アートにはメッセージを感じ取る部分があり、それは画商が扱うだけでなく、誰にでも開かれています。今回、展覧会を開催するにあたり、パトリシアの世界も表現したいと思いました。パトリシアが集めたものは有名な画家が描いたものではなく、もう辞めてしまった方とか、亡くなった方とか、本来なら画商が扱えないものですが、観たときに僕らをハッとさせます。このエネルギーと、光と影のようなところに、面白さを感じていただけると思います。
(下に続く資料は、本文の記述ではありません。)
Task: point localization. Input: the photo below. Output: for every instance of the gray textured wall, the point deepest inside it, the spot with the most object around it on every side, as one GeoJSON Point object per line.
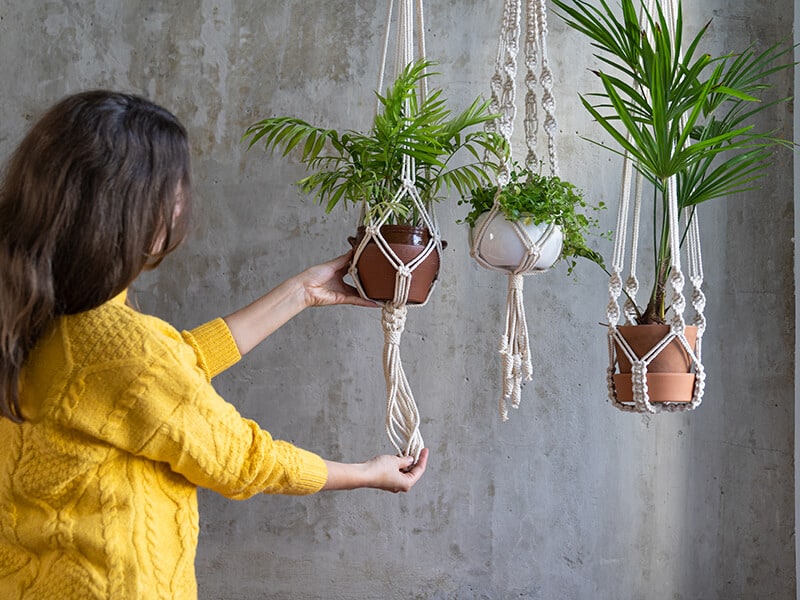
{"type": "Point", "coordinates": [568, 499]}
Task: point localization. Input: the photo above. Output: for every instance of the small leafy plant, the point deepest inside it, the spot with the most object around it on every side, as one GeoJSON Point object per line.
{"type": "Point", "coordinates": [531, 197]}
{"type": "Point", "coordinates": [349, 167]}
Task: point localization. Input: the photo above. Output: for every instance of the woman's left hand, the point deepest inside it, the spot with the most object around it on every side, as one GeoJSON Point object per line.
{"type": "Point", "coordinates": [324, 284]}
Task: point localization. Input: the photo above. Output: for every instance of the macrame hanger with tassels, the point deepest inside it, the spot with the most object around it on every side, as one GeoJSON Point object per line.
{"type": "Point", "coordinates": [514, 345]}
{"type": "Point", "coordinates": [632, 189]}
{"type": "Point", "coordinates": [402, 415]}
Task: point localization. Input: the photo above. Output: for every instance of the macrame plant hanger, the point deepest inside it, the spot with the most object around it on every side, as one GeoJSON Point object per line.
{"type": "Point", "coordinates": [514, 344]}
{"type": "Point", "coordinates": [402, 414]}
{"type": "Point", "coordinates": [677, 331]}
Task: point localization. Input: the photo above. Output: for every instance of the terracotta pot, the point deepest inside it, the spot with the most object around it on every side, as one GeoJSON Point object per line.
{"type": "Point", "coordinates": [668, 374]}
{"type": "Point", "coordinates": [377, 274]}
{"type": "Point", "coordinates": [502, 247]}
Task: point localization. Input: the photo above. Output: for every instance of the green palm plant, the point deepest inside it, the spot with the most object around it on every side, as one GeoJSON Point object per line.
{"type": "Point", "coordinates": [682, 114]}
{"type": "Point", "coordinates": [349, 167]}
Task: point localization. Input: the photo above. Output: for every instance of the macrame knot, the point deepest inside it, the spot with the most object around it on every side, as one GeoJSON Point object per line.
{"type": "Point", "coordinates": [615, 284]}
{"type": "Point", "coordinates": [394, 319]}
{"type": "Point", "coordinates": [516, 282]}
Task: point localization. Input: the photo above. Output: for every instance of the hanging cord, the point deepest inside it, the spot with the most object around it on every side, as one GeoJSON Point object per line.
{"type": "Point", "coordinates": [402, 415]}
{"type": "Point", "coordinates": [514, 346]}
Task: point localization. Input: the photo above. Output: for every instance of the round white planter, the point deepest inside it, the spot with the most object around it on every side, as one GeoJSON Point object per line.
{"type": "Point", "coordinates": [502, 247]}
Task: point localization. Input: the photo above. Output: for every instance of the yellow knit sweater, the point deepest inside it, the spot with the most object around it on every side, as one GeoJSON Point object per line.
{"type": "Point", "coordinates": [98, 485]}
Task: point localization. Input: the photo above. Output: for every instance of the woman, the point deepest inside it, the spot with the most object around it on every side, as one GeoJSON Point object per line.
{"type": "Point", "coordinates": [108, 420]}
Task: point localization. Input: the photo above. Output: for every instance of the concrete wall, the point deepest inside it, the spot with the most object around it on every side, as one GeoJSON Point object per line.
{"type": "Point", "coordinates": [568, 499]}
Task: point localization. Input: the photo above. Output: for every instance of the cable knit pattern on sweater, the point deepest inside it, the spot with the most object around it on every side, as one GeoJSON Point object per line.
{"type": "Point", "coordinates": [98, 485]}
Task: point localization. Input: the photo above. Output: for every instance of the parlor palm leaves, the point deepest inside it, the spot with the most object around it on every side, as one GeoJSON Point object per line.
{"type": "Point", "coordinates": [350, 167]}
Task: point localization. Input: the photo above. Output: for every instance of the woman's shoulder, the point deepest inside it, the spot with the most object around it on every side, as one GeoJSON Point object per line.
{"type": "Point", "coordinates": [114, 332]}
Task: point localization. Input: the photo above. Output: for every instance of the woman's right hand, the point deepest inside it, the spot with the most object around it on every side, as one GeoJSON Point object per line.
{"type": "Point", "coordinates": [386, 472]}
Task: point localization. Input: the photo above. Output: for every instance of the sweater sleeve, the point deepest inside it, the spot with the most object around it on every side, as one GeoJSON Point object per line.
{"type": "Point", "coordinates": [214, 347]}
{"type": "Point", "coordinates": [165, 409]}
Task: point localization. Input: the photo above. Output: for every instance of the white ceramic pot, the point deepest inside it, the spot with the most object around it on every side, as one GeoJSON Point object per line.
{"type": "Point", "coordinates": [502, 247]}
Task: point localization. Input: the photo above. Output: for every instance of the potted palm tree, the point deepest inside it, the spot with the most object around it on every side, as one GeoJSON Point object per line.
{"type": "Point", "coordinates": [447, 152]}
{"type": "Point", "coordinates": [533, 202]}
{"type": "Point", "coordinates": [680, 115]}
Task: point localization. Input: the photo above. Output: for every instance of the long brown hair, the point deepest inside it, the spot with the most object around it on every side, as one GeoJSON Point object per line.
{"type": "Point", "coordinates": [98, 190]}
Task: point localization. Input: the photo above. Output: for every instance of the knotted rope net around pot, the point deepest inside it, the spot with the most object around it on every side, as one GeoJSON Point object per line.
{"type": "Point", "coordinates": [618, 347]}
{"type": "Point", "coordinates": [402, 414]}
{"type": "Point", "coordinates": [514, 344]}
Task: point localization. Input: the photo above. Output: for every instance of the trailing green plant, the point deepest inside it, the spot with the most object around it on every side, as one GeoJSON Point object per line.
{"type": "Point", "coordinates": [684, 114]}
{"type": "Point", "coordinates": [531, 197]}
{"type": "Point", "coordinates": [349, 167]}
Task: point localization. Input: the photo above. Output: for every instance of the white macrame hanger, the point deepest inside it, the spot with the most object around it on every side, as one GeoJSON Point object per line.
{"type": "Point", "coordinates": [514, 345]}
{"type": "Point", "coordinates": [402, 414]}
{"type": "Point", "coordinates": [677, 332]}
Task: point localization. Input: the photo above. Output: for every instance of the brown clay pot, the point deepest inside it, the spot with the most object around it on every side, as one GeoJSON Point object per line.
{"type": "Point", "coordinates": [668, 376]}
{"type": "Point", "coordinates": [377, 274]}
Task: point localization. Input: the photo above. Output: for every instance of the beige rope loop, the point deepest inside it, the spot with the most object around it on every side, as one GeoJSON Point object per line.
{"type": "Point", "coordinates": [514, 345]}
{"type": "Point", "coordinates": [402, 415]}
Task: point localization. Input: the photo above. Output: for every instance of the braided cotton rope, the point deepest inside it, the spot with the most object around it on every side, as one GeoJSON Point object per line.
{"type": "Point", "coordinates": [402, 414]}
{"type": "Point", "coordinates": [677, 332]}
{"type": "Point", "coordinates": [514, 344]}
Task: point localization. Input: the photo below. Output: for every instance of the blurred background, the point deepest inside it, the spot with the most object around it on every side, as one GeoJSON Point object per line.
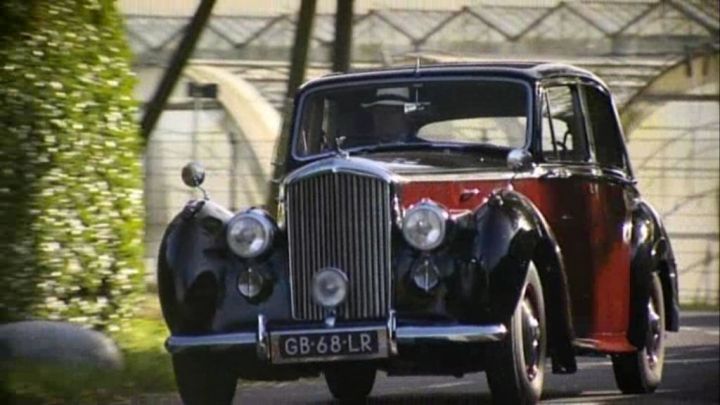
{"type": "Point", "coordinates": [659, 57]}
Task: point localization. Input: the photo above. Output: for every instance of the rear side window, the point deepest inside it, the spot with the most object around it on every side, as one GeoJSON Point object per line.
{"type": "Point", "coordinates": [563, 133]}
{"type": "Point", "coordinates": [609, 149]}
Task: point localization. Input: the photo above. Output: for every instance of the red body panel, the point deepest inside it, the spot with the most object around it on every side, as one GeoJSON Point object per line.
{"type": "Point", "coordinates": [588, 219]}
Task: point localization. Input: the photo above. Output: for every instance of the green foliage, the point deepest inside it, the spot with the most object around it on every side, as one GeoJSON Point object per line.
{"type": "Point", "coordinates": [147, 369]}
{"type": "Point", "coordinates": [70, 175]}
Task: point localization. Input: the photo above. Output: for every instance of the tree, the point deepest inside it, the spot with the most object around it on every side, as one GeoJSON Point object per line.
{"type": "Point", "coordinates": [70, 174]}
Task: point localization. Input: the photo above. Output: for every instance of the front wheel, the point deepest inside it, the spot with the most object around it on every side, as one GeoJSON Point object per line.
{"type": "Point", "coordinates": [640, 372]}
{"type": "Point", "coordinates": [350, 381]}
{"type": "Point", "coordinates": [204, 378]}
{"type": "Point", "coordinates": [515, 366]}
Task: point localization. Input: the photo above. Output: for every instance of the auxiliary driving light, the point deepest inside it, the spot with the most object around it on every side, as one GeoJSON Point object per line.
{"type": "Point", "coordinates": [424, 225]}
{"type": "Point", "coordinates": [250, 283]}
{"type": "Point", "coordinates": [250, 233]}
{"type": "Point", "coordinates": [330, 287]}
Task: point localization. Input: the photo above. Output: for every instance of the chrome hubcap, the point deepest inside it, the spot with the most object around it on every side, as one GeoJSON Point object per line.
{"type": "Point", "coordinates": [531, 336]}
{"type": "Point", "coordinates": [654, 335]}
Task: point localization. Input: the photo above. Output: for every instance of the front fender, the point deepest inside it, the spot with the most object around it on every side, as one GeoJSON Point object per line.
{"type": "Point", "coordinates": [506, 236]}
{"type": "Point", "coordinates": [190, 260]}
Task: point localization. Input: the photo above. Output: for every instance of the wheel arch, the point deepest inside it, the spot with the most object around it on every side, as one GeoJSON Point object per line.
{"type": "Point", "coordinates": [533, 240]}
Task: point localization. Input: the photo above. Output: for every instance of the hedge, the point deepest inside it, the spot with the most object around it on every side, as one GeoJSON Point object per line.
{"type": "Point", "coordinates": [71, 210]}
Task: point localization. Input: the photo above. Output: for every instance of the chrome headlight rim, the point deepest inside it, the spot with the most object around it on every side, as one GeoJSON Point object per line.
{"type": "Point", "coordinates": [442, 216]}
{"type": "Point", "coordinates": [262, 219]}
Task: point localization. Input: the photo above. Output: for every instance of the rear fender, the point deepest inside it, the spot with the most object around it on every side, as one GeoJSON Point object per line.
{"type": "Point", "coordinates": [650, 252]}
{"type": "Point", "coordinates": [511, 232]}
{"type": "Point", "coordinates": [191, 262]}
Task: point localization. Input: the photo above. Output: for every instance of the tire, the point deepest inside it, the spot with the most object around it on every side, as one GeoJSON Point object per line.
{"type": "Point", "coordinates": [640, 372]}
{"type": "Point", "coordinates": [515, 366]}
{"type": "Point", "coordinates": [204, 378]}
{"type": "Point", "coordinates": [350, 381]}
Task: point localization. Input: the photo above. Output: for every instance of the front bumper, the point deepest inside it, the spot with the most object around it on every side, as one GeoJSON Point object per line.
{"type": "Point", "coordinates": [397, 335]}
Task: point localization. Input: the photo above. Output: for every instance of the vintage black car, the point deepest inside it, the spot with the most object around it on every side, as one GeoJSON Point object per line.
{"type": "Point", "coordinates": [432, 220]}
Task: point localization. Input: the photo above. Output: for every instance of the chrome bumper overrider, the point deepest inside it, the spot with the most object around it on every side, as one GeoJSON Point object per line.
{"type": "Point", "coordinates": [396, 335]}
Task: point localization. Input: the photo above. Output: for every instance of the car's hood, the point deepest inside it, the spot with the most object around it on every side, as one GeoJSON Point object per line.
{"type": "Point", "coordinates": [395, 169]}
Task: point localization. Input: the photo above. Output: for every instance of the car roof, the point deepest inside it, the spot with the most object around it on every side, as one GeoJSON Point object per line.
{"type": "Point", "coordinates": [527, 70]}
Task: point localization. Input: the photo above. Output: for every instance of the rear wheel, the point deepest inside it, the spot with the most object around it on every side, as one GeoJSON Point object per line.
{"type": "Point", "coordinates": [640, 372]}
{"type": "Point", "coordinates": [204, 378]}
{"type": "Point", "coordinates": [350, 381]}
{"type": "Point", "coordinates": [515, 366]}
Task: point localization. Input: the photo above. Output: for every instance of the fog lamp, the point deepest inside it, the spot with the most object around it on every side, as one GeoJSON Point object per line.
{"type": "Point", "coordinates": [424, 225]}
{"type": "Point", "coordinates": [330, 287]}
{"type": "Point", "coordinates": [250, 283]}
{"type": "Point", "coordinates": [425, 275]}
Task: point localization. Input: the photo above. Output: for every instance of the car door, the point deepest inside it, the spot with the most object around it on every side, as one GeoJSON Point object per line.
{"type": "Point", "coordinates": [613, 190]}
{"type": "Point", "coordinates": [567, 196]}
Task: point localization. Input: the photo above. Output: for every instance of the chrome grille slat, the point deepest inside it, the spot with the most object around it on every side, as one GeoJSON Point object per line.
{"type": "Point", "coordinates": [340, 220]}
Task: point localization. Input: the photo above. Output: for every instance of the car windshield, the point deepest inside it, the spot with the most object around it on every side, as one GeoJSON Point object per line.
{"type": "Point", "coordinates": [417, 115]}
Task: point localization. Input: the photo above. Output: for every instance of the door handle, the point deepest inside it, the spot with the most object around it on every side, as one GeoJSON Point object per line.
{"type": "Point", "coordinates": [468, 193]}
{"type": "Point", "coordinates": [558, 173]}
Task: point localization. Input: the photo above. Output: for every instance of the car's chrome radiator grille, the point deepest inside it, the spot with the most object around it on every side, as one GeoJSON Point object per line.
{"type": "Point", "coordinates": [340, 220]}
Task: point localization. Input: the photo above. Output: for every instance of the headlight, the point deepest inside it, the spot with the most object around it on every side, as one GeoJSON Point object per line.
{"type": "Point", "coordinates": [250, 233]}
{"type": "Point", "coordinates": [424, 225]}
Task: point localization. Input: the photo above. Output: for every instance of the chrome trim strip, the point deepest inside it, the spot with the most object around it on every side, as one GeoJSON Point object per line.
{"type": "Point", "coordinates": [176, 344]}
{"type": "Point", "coordinates": [451, 334]}
{"type": "Point", "coordinates": [389, 337]}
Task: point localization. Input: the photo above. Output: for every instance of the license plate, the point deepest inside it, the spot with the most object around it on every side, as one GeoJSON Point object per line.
{"type": "Point", "coordinates": [324, 345]}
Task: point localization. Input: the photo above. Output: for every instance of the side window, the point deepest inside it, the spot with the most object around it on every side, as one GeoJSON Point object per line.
{"type": "Point", "coordinates": [609, 149]}
{"type": "Point", "coordinates": [563, 135]}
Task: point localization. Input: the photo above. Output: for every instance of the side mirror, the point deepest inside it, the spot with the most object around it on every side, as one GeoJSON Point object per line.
{"type": "Point", "coordinates": [193, 174]}
{"type": "Point", "coordinates": [519, 160]}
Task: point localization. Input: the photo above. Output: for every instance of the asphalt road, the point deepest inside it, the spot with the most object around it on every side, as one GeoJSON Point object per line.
{"type": "Point", "coordinates": [691, 375]}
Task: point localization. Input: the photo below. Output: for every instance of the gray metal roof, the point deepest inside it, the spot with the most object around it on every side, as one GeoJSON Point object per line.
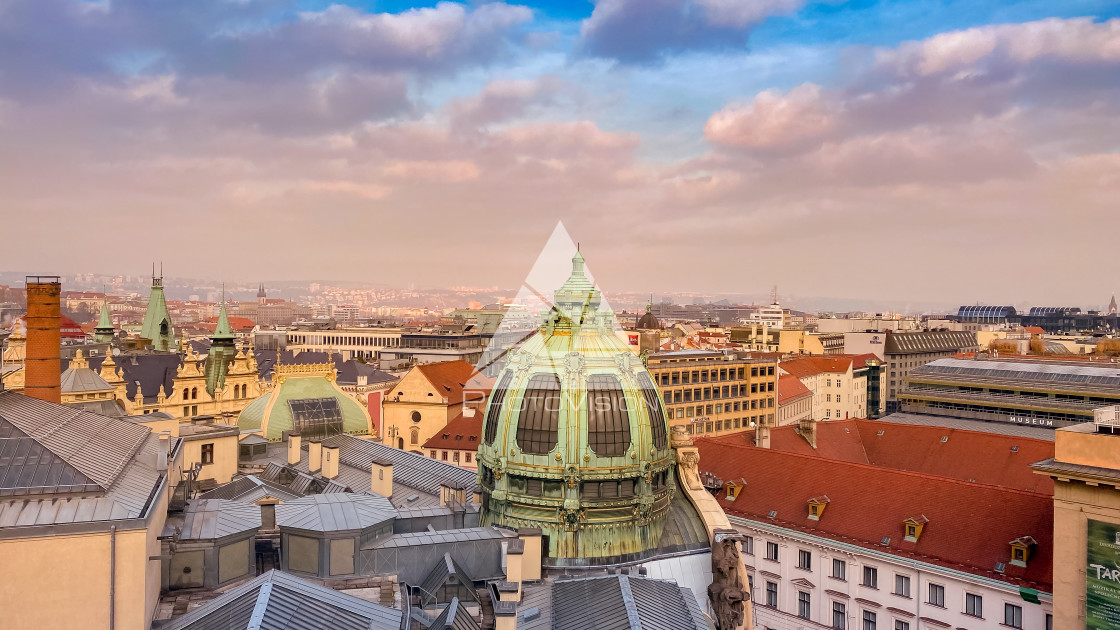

最後に私が強調したいのは、キース・ヘリングによる病院での壁画です。これはニューヨークの小児科病院の病棟の中で描いたものです。単純さと、なにかほっこりする絵本で見たような、全く新しい創造性の中に、彼の持つ優しさを感じます。皆さんにはこの作品だけではなく、小児病棟で癌になった子供たちが長期入院しているとき何を感じていたのかということにも思いを巡らせて欲しい。
僕らには絶対計り知れない。彼ら、彼女たちや親御さんにとって、その世界の中で生きていると、いつまで生きられるかどうかってことすらわからない不安に襲われる。そんな中、彼は優しさの中でその壁画を描いた。子供たちも勇気をもらったかもしれない」
最後に、パトリシア・フィールドから届いたメッセージをご紹介しましょう。
「日本のアートラバーの皆さんがお越しくださっていることを、とても嬉しく思います。私の蒐集した作品と、この美しい美術館に興味を持っていただいたことに深く感謝し、私の愛を贈ります」と述べています。
■「キース・ヘリング:NYダウンタウン・ルネサンス」展
会期:2023年6月3日(土)ー2024年5月19日(日)
開館時間:9:00-17:00(最終入館16:30)
休館日:定期休館日なし
※展示替え・メンテナンス等のため臨時休館する場合があります。
観覧料:大人:1,500円/ 16歳以上の学生:800円/ 障がい者手帳をお持ちの方:600円
15歳以下:無料 ※各種割引の適用には身分証明書のご提示が必要です。
同時開催:「ハウス・オブ・フィールド」展(自由の展示室)
※コレクション展観覧券で観覧できます。